In Bredon's book "Introduction to Compact Tranformation Groups", he has a way to classify group actions with 2 orbit types, which was initially due to Janich. According to Corollary 6.2 on page 257, Chapter V.6 of the book, the class of such 6-manifolds is in bijection with the set $[S^2,N(H)/(N(H)\cap N(K))]/\pi_0(N(H)/H)=\pi_2(N(H)/(N(H)\cap N(K)))/\pi_0(N(H)/H)=\pi_2(\mathbb{RP^2})=\mathbb{Z}.$

Here $K=SO(2),\ H=id$ are the isotropy groups (stabilizers) given in the first paragraph, and $N(H)=id,\ N(K)=O(2)$ are their normalizers in $G=SO(3)$. **Thus such actions are parametrized by integers.**

But Bredon's construction in the book is rather involved. I'm aiming at simple explicit description of this family of $SO(3)$-actions. Moreover, I'm wondering **which of those manifolds are simply connected**. I'm mainly interested in simply connected examples.

Two more remarks:

Remark 1. If we ask the orbit space to be a 2-disk instead of 3-ball, then in Bredon's book he gave explicit classification of such $G$-spaces.

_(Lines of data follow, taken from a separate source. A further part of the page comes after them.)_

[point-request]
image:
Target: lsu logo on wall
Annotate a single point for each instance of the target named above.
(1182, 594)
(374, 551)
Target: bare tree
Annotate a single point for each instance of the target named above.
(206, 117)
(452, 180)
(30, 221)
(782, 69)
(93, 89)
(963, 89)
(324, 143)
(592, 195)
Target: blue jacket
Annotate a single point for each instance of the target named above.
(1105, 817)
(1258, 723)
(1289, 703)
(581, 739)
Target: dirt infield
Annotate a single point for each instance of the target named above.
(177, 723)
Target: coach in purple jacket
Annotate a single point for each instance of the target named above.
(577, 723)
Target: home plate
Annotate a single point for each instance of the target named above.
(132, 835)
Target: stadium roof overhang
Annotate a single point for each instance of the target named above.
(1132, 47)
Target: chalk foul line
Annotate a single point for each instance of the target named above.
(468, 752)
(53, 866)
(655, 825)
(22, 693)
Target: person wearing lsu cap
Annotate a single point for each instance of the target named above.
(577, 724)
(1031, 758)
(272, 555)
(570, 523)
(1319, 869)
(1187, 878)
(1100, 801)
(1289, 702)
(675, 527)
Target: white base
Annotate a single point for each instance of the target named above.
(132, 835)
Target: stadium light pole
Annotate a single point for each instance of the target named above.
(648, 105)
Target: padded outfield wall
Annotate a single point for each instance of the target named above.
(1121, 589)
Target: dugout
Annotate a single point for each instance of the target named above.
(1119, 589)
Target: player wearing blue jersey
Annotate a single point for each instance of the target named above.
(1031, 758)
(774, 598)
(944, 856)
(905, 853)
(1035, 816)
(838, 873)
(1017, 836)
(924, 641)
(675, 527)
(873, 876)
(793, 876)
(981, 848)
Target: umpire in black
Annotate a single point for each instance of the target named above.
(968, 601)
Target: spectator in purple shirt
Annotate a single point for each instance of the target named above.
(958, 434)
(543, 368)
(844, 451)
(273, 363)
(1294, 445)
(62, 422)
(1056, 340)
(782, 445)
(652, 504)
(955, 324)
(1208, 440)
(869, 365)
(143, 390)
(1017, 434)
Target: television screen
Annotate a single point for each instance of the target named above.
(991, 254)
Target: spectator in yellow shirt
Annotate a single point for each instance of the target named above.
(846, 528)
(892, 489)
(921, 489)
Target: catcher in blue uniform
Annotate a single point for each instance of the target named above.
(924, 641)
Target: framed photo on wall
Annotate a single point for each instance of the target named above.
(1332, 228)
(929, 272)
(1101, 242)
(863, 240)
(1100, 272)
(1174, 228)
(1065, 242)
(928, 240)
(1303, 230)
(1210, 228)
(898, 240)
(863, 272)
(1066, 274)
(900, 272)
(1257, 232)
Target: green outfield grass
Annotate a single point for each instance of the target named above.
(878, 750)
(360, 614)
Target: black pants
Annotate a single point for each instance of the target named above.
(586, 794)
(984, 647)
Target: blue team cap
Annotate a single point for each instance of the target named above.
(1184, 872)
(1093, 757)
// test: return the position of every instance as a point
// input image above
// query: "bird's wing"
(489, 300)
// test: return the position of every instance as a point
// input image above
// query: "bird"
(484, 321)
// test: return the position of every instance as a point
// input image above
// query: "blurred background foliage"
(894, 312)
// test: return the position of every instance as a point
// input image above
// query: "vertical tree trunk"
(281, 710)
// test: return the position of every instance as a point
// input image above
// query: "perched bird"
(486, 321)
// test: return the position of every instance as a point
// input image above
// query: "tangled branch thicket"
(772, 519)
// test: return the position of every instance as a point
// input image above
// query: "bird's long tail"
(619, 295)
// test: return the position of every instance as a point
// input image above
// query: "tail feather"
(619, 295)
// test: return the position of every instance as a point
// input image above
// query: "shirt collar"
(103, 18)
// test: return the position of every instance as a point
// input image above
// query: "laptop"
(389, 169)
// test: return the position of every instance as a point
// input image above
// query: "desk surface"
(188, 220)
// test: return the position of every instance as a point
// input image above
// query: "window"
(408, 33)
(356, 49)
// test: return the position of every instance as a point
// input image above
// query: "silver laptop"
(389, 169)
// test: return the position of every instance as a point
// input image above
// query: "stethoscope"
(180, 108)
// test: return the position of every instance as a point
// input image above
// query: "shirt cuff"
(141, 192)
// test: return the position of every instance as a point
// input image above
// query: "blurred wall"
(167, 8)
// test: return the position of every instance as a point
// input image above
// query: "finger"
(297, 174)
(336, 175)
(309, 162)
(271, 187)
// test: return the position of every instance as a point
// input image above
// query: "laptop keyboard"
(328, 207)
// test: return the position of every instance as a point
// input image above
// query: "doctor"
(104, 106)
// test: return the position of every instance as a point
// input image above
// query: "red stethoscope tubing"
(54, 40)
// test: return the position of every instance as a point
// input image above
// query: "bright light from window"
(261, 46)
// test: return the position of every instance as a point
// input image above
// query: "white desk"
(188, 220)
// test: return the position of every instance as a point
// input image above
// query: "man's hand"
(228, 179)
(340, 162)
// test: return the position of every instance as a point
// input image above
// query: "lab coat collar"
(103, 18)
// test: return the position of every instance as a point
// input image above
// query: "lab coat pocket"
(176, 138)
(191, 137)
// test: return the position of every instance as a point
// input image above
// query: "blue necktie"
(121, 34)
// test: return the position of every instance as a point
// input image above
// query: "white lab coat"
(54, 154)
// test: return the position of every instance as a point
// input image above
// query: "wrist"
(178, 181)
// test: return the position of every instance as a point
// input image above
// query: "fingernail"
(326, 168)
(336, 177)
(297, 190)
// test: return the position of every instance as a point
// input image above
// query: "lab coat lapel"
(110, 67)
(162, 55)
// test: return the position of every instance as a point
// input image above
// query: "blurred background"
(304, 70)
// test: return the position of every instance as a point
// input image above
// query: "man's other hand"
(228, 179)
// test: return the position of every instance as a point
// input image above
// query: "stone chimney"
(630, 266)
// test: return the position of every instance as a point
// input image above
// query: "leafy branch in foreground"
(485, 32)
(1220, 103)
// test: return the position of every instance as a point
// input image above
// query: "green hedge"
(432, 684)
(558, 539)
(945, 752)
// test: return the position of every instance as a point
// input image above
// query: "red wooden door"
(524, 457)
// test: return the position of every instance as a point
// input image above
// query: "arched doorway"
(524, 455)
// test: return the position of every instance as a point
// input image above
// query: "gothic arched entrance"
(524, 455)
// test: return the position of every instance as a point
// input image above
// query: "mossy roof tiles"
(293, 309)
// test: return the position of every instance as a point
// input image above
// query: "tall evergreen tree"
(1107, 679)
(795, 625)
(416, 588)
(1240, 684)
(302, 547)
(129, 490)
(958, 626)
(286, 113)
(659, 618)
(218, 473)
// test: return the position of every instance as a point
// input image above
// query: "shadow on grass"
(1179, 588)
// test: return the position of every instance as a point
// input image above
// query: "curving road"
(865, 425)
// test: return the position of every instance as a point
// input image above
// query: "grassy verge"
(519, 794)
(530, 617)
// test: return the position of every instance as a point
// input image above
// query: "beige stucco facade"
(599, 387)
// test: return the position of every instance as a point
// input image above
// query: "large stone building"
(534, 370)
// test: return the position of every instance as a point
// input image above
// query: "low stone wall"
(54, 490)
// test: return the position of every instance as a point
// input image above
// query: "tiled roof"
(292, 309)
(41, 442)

More precisely, all $O(n)$-spaces with isotropy groups $O(n-1)$ or $O(n-2)$ and orbit space $D^2$ are given by $\Sigma_k^{2n-1}=S^{n-1}\times D^n \cup_{\varphi^k} S^{n-1}\times D^n$, where $\varphi$ is an $O(n)$-equivariant gluing map. For details see Chapter I.7 and V.6 of Bredon's book "Introduction to Compact Tranformation Groups". Those spaces have alternative description: the Brieskorn varieties $B^{2n-1}_k=\{z_0^k+z_1^2+\cdots z_n^2=0\}\cap S^{2n+1}$, see Chapter V.9 of the book. My goal is to find such explicit description in the case when the orbit space is a 3-ball and the group $G=SO(3)$.

Remark 2. I have one example of such actions. Consider the 4-dimensional complex representation $\mathbb{C}^2\oplus \mathbb{C}^2$ of $SU(2)$, take its projectivization, then we get a linear $SU(2)$-action on $\mathbb{CP}^3$, which is ineffective (not faithful) and descends to an effective $SO(3)$-action. This action satisfies the requirement. And my intuition tells me that this action corresponds to the integer parameter 0. But I don't know how to show it.

I'd like to point out that this question is related to another question I asked: SO(3) action on (simply connected) 6 manifold with discrete fixed point. They are both about $SO(3)$-actions on 6-manifolds, but under different conditions.

Update: I suspect they are $S^2$ bundles over $S^4$, as I construct such actions on $\mathbb{CP}^3$ and $S^2\times S^4$.